A WRITER'S WIT |
My Book World
This alternately erudite and yet expressive book is enjoyable on a number of levels. If readers are acquainted with both Doty’s prose and poetry, they know that not a word is out of place or mischosen in any way. Doty’s book is divided into five parts each exploring a facet by which readers might find a way into Walt Whitman’s era, his life, and his poetry. It might be used as a textbook for teaching Whitman, at least as an ancillary source. I am now inspired to go to my shelves and reach for that volume of Whitman, whose work I have only touched the surface of. Intertwined with Doty’s exegeses of Whitman’s work are bits and pieces of Doty’s own life and how, as his title suggests, Whitman’s life and work have influenced him.

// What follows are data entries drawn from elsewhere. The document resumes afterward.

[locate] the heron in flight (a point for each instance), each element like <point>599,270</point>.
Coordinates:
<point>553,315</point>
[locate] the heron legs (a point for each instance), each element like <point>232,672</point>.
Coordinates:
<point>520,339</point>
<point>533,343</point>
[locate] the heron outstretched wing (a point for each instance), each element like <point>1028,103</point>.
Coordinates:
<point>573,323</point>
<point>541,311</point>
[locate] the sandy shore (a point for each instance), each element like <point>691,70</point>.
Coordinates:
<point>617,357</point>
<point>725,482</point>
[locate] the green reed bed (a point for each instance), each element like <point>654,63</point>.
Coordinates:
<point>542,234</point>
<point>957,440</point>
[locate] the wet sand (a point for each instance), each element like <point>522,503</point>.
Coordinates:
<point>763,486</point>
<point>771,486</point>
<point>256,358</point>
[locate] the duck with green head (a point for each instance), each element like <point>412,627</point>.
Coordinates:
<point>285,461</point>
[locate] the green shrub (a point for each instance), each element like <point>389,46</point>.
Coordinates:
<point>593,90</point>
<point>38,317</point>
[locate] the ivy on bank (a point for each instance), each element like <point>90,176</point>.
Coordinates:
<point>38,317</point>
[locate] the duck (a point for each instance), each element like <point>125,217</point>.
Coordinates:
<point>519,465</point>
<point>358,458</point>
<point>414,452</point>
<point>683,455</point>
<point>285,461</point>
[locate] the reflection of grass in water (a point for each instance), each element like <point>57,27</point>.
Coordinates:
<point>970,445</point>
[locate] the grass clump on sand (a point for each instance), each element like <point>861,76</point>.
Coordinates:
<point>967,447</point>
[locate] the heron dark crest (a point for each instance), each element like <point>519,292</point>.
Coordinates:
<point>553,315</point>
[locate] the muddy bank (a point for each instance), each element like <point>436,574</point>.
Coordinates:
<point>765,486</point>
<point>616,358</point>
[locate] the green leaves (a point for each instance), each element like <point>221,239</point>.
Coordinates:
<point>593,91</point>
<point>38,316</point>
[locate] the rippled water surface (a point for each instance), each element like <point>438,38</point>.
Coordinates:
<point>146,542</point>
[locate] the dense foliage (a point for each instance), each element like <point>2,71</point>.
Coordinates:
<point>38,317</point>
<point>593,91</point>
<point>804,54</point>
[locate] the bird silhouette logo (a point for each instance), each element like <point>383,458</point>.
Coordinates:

I have only one complaint, and that is with W. W. Norton. I’m not a copyeditor, and I don’t look for typographical errors when I read, but at least ten jumped out at me, from subject-verb agreement to putting a space between text and an em dash to repeating two words in a row that should not be repeated. One sentence had the verb agreeing with the object of the preposition instead of the actual subject. Pages 45, 106, 115, 134, 150, 154, 174, 231, 254, 269—in case others should like to find them for themselves. These errors are not the responsibility of the author. Shame on Norton—the last independent press in America. To say the least, the company has done better.